绘制文档 tfidf 二维图
plot a document tfidf 2D graph
我想为我的句子列表绘制一个二维图,其中 x 轴作为术语,y 轴作为 TFIDF 分数(或文档 ID)。我使用 scikit learn 的 fit_transform() 来获取 scipy 矩阵,但我不知道如何使用该矩阵来绘制图形。我正在尝试绘制图表以查看使用 kmeans 对我的句子进行分类的效果如何。
这是 fit_transform(sentence_list)
的输出:
(文档id, 术语号) tfidf score
(0, 1023) 0.209291711271
(0, 924) 0.174405532933
(0, 914) 0.174405532933
(0, 821) 0.15579574484
(0, 770) 0.174405532933
(0, 763) 0.159719994016
(0, 689) 0.135518787598
这是我的代码:
sentence_list=["Hi how are you", "Good morning" ...]
vectorizer=TfidfVectorizer(min_df=1, stop_words='english', decode_error='ignore')
vectorized=vectorizer.fit_transform(sentence_list)

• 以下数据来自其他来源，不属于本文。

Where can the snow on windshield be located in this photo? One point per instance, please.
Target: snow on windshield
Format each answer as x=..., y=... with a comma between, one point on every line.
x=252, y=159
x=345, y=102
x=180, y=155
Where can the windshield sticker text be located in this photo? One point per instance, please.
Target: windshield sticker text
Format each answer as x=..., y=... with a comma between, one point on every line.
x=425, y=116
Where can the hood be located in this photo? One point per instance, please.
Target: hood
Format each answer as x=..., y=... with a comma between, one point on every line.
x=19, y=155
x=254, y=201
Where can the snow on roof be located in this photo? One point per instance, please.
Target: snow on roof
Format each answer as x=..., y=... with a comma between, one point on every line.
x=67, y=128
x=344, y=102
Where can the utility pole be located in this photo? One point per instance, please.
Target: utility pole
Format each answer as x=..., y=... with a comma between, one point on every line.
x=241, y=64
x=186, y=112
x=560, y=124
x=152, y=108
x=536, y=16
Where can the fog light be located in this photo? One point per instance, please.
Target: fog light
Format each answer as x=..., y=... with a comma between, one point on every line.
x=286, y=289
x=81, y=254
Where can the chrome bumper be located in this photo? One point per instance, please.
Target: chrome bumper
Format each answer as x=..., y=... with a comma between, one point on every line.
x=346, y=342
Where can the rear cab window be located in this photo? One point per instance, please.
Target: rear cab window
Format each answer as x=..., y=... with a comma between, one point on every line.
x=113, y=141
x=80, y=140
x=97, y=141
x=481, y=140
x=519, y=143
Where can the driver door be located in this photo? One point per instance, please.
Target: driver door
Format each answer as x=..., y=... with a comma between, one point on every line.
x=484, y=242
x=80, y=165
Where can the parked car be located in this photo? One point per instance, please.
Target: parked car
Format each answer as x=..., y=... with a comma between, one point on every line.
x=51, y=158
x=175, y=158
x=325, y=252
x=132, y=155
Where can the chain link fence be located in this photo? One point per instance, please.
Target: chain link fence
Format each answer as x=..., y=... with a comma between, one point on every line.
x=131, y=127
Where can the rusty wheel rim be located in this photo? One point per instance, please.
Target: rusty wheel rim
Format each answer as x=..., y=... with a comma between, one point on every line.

num_samples, num_features=vectorized.shape
print "num_samples: %d, num_features: %d" %(num_samples,num_features)
num_clusters=10
km=KMeans(n_clusters=num_clusters, init='k-means++',n_init=10, verbose=1)
km.fit(vectorized)
PRINT km.labels_ # Returns a list of clusters ranging 0 to 10
谢谢,
当您使用 Bag of Words 时,您的每个句子都会在长度等于词汇量的高维 space 中表示。如果你想在二维中表示它,你需要减少尺寸,例如使用具有两个组件的 PCA:
from sklearn.datasets import fetch_20newsgroups
from sklearn.feature_extraction.text import CountVectorizer, TfidfTransformer
from sklearn.decomposition import PCA
from sklearn.pipeline import Pipeline
import matplotlib.pyplot as plt
newsgroups_train = fetch_20newsgroups(subset='train',
categories=['alt.atheism', 'sci.space'])
pipeline = Pipeline([
('vect', CountVectorizer()),
('tfidf', TfidfTransformer()),
])
X = pipeline.fit_transform(newsgroups_train.data).todense()
pca = PCA(n_components=2).fit(X)
data2D = pca.transform(X)
plt.scatter(data2D[:,0], data2D[:,1], c=data.target)
plt.show() #not required if using ipython notebook
例如,现在您可以计算并绘制群集在此数据上的输入:
from sklearn.cluster import KMeans
kmeans = KMeans(n_clusters=2).fit(X)
centers2D = pca.transform(kmeans.cluster_centers_)
plt.hold(True)
plt.scatter(centers2D[:,0], centers2D[:,1],
marker='x', s=200, linewidths=3, c='r')
plt.show() #not required if using ipython notebook
只需为标签分配一个变量并使用它来表示颜色。前任
km = Kmeans().fit(X)
clusters = km.labels_.tolist()
然后 c=clusters
之前的回答,有一些问题。所以我调整了这些问题并将代码推送到这里。
from sklearn.datasets import fetch_20newsgroups
from sklearn.feature_extraction.text import CountVectorizer, TfidfTransformer
from sklearn.decomposition import PCA
from sklearn.pipeline import Pipeline
import matplotlib.pyplot as plt
from sklearn.cluster import KMeans
newsgroups_train = fetch_20newsgroups(subset='train',
categories=['alt.atheism', 'sci.space'])
pipeline = Pipeline([
('vect', CountVectorizer()),
('tfidf', TfidfTransformer()),
])
X = pipeline.fit_transform(newsgroups_train.data).todense()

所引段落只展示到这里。